Roche, which holds the commercial rights to ELEVIDYS outside the United States through its partnership with Sarepta, has imposed its own dosing restrictions in the non-ambulatory population following the fatalities. The international regulatory picture remains distinct from the U.S. pathway, and it is not yet clear whether favourable Cohort 8 data would automatically translate into label restoration in jurisdictions outside the FDA’s remit. The interplay between Sarepta’s U.S.-focused clinical strategy and Roche’s international regulatory obligations adds a layer of complexity to the commercial recovery scenario for this programme. Industry observers note that the scale of Sarepta’s concurrent restructuring, including a 36% workforce reduction and a strategic pivot toward its siRNA platform, makes the ELEVIDYS non-ambulatory question a financially as well as clinically critical variable for the company’s near-term outlook.

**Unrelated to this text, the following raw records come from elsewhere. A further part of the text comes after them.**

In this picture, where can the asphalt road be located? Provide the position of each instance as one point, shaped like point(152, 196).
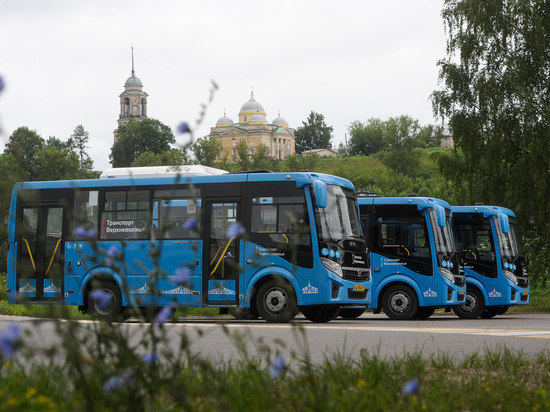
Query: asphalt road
point(376, 334)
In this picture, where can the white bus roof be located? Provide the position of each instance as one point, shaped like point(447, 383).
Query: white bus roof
point(157, 171)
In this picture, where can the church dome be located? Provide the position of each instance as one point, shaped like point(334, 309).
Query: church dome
point(279, 121)
point(224, 121)
point(133, 81)
point(258, 119)
point(252, 106)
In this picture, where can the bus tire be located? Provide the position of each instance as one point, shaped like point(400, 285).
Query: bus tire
point(351, 313)
point(474, 306)
point(400, 302)
point(491, 312)
point(320, 313)
point(114, 308)
point(276, 302)
point(424, 312)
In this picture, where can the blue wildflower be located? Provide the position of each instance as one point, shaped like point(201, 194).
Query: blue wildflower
point(151, 358)
point(190, 224)
point(182, 274)
point(9, 340)
point(102, 298)
point(114, 382)
point(411, 387)
point(165, 314)
point(278, 367)
point(234, 230)
point(183, 127)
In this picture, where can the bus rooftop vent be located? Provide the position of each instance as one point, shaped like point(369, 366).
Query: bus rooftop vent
point(159, 171)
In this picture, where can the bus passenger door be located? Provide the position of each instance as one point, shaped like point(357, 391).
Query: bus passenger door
point(221, 254)
point(40, 261)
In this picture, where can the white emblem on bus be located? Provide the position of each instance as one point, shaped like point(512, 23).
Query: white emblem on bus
point(309, 289)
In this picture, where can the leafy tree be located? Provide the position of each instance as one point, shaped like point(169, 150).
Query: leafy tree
point(78, 141)
point(366, 138)
point(137, 137)
point(495, 98)
point(401, 139)
point(55, 164)
point(206, 150)
point(24, 144)
point(314, 134)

What clinicians and regulators will be watching as Cohort 8 progresses
For clinicians managing non-ambulatory patients with Duchenne, the immediate practical question is whether current clinical trial participation through ENDEAVOR Cohort 8 represents the only viable route to access for this population in the near term. The commercial label currently excludes them, and no alternative gene therapies are approved for Duchenne. The unmet need is acute. For regulatory watchers, the test will be whether the FDA treats the Cohort 8 dataset as sufficient to support a pre-market submission or requires a larger, potentially controlled study before reinstating the broader label. The FDA’s willingness to allow Cohort 8 to proceed does not in itself commit the agency to a particular standard of evidence for the subsequent label decision. Primary endpoint data collection is expected in the second half of 2026, setting up a potential pivotal submission window in late 2026 or early 2027.